Da Padronização – Port Charlotte Scottish Barley

Port Charlotte Scottish Barley - O Cão Engarrafado

Esses dias me vi com a agenda limpa. Não fazia a mais rasa ideia do que fazer. Assim, naturalmente – após abrir a geladeira algumas vezes para pensar – resolvi que faria uma maratona cinematográfica. O Netflix prontamente me apresentou infinitas opções. Absolutamente tudo, menos qualquer coisa que tinha vontade de assistir.

Assim, resolvi que veria algo que não demandasse qualquer esforço.
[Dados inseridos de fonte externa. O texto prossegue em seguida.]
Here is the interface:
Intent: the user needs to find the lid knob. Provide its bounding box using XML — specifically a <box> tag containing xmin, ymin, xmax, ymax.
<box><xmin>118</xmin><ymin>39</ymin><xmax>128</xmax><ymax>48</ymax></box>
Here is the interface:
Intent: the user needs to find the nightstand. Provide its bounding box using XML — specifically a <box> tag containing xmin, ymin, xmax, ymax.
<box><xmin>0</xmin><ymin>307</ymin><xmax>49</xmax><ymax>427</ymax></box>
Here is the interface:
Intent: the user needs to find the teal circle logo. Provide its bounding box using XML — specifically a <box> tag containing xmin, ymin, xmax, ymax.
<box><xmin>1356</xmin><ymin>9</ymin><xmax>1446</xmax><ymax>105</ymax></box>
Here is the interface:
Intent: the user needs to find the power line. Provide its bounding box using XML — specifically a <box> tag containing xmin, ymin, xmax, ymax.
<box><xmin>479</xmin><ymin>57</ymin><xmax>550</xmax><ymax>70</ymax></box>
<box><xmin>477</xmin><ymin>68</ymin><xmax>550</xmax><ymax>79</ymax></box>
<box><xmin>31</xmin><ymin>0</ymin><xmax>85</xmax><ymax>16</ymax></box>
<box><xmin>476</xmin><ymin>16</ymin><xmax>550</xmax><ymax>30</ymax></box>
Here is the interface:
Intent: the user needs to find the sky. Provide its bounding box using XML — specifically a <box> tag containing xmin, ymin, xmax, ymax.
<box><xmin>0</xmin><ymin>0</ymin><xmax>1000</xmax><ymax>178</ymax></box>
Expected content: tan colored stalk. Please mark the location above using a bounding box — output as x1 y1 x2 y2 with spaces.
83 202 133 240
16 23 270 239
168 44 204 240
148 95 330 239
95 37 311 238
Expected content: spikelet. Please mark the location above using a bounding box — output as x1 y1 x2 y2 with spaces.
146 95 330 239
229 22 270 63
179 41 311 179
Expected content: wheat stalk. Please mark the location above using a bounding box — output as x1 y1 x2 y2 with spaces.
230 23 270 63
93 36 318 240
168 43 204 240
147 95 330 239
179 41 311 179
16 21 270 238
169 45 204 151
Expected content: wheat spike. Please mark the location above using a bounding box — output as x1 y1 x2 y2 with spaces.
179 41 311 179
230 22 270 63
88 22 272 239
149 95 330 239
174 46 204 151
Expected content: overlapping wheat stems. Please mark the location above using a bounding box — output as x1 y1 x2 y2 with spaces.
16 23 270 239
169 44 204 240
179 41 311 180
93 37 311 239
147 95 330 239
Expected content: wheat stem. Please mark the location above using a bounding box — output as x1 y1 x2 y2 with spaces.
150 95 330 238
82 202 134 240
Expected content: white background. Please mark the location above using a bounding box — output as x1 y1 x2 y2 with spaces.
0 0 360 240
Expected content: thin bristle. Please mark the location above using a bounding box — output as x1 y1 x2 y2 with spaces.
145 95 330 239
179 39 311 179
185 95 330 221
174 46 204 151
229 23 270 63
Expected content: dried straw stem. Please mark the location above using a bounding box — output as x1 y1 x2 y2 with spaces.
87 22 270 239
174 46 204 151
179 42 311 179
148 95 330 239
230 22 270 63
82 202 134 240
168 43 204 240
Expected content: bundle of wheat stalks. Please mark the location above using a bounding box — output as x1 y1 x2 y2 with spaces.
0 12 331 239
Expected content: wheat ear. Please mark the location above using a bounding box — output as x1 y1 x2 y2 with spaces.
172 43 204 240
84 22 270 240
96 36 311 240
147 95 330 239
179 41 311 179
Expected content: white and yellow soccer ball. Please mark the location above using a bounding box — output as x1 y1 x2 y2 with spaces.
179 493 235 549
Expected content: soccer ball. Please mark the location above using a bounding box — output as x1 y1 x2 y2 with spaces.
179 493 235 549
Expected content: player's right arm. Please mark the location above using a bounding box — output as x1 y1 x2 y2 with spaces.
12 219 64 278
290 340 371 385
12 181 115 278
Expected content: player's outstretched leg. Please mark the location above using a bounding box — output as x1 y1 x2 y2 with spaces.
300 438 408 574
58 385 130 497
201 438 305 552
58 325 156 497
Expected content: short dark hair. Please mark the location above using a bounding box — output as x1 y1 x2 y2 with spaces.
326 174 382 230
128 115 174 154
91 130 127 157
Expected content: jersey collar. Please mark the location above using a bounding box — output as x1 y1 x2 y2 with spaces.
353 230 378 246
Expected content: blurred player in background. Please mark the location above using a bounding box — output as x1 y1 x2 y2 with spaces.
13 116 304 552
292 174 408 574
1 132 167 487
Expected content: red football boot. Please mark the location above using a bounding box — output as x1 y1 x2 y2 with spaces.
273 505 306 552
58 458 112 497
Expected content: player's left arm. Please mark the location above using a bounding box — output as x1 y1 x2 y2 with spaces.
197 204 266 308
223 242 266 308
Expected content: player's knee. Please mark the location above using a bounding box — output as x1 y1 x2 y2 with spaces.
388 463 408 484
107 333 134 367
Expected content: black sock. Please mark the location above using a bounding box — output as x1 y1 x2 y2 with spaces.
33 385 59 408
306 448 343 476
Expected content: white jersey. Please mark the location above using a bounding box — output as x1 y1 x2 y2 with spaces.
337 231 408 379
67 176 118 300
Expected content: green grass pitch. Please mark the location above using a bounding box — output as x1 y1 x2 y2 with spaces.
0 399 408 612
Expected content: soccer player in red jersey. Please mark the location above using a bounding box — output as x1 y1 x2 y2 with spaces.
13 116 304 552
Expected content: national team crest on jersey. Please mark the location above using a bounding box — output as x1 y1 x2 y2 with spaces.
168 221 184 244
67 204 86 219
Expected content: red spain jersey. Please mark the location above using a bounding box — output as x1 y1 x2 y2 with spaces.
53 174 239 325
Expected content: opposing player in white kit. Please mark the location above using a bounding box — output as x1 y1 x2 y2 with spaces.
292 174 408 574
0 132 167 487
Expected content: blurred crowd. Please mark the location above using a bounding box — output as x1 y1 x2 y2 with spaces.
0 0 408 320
Escolhi um filme do Jason Statham. Linha de Frente. Depois outro, Parker. E o derradeiro foi – apropriadamente batizado – Redenção. E após assistir os três filmes, saí com a desagradável sensação que eram todos iguais. Um agente secreto ou ex-fuzileiro, que tinha que matar todo mundo para resgatar alguém. Uma menina desconhecida, ou sua filha, ou sua própria dignidade.

E aí fiquei pensando, esses filmes são assim iguais de propósito. Recheados de ação, mas sem muita surpresa. Isso os torna previsíveis, semelhantes e, consequentemente, meio monótonos. Há uma fórmula que eles seguem. E até é divertido ver o Jason Statham destruindo tudo, mas, depois de um tempo, você percebe que se tiver assistido um filme, terá seguramente já visto todos eles.

E ele quase sempre começa cabeludo e raspa a cabeça.
E ele quase sempre começa cabeludo e raspa a cabeça.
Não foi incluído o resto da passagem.